TLDR but 95% correct does not necessarily equate to 5% false positives: you can also have false negatives. The bottom line is the new algorithm increases the efficacy of the prediction.
But it said it only detects future cancer in 31% of patients, which means way more than 5% false negatives. I'm assuming that means that the 95% is only on the positives.
The false positive information is in the ROC curves such as Figure 2.
Addressing model bias by adjusting which data the model has access to is a bad idea. Tweaking the data so that the model output looks equitable is going to make your model across the board. You should train your model on what you have and then add explicit biases to the classifier for different groups. That way you have the best model and are clear on your biases.

If this model is equally accurate for black and white women that means that either race is not a factor in predictability, that it is a factor but easily adaptable into a model, or race is a factor and they’ve reduced their ability to diagnose one group in the name of equity.

The linked article suggests accuracy gains are due to better risk models, that use more than age. I’m not sure if that means it’s tied into the image neural net. Would like to see false positive rate too.

I wish they would call it something other than AI. Like "Diagnostics" or if there MUST be a buzzword there, then call it "Predictive Diagnostics".

Once upon a time, a necessary precondition to call something AI was that it should be something where there is at least the hope that it could one day generalize to pass the Turing test or something along those lines.

Medical diagnostics is one of the primary applications of pattern processing, and since it's pretty damned impressive as it is, it's a bit pointless to try and make it even more impressive by suggesting that you might one day enjoy a chat with your medical diagnostic tool over breakfast, exchanging views on how the Knicks' season is shaping up... (Which both the informed readers, and the people writing this, know pretty damned well is never going to happen, and was never intended to happen).

Take these results with a grain of salt. There's a large class imbalance in this dataset and ROC curves can be misleading in this case. The test set contains 269 positive examples and 8482 negative examples.

From [1]:

> Class imbalance can cause ROC curves to be poor visualiza- tions of classifier performance. For instance, if only 5 out of 100 individuals have the disease, then we would expect the five posi- tive cases to have scores close to the top of our list. If our classifier generates scores that rank these 5 cases as uniformly distributed in the top 15, the ROC graph will look good (Fig. 4a). However, if we had used a threshold such that the top 15 were predicted to be true, 10 of them would be FPs, which is not reflected in the ROC curve.
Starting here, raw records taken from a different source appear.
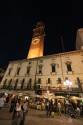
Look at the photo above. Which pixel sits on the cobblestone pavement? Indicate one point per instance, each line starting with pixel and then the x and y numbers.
pixel 36 117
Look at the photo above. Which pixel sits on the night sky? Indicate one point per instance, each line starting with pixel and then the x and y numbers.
pixel 62 19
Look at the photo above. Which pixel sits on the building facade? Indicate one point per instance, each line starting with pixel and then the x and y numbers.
pixel 79 39
pixel 58 71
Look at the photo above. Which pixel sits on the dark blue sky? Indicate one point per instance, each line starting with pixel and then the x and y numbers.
pixel 17 20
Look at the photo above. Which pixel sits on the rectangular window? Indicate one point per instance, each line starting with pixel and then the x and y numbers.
pixel 16 84
pixel 29 84
pixel 28 69
pixel 22 83
pixel 18 70
pixel 39 81
pixel 10 69
pixel 53 67
pixel 40 69
pixel 59 80
pixel 69 68
pixel 49 81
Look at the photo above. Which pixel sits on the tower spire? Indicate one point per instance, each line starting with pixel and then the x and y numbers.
pixel 37 43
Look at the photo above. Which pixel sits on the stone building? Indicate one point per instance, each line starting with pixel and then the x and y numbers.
pixel 56 72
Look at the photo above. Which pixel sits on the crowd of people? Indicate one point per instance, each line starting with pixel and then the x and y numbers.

This poor performance is reflected in the PR curve, however.

The authors seem to be aware of this in the supplement and also evaluate performance by a hazard ratio they define:

> We calculated the ratio of the observed cancer incidence in the top 10% of patients over the incidence in the middle 80% and referred to this metric as the top decile hazard ratio. We calculated the ratio of the observed cancer incidence in the bottom 10% of patients over the incidence in the middle 80% and referred to this metric as the bottom decile hazard ratio.

However, binning is a form of p-hacking [2]. And I'm still wondering why they don't just post the Precision-Recall curves.

[1] https://doi.org/10.1038/nmeth.3945

[2] https://doi.org/10.1080/09332480.2006.10722771

[Edit] to add link to [2]

It's one of the difficulties with attacking screening applications where the population TPR is very low. For screening mammo, it's less than 1 in 1000.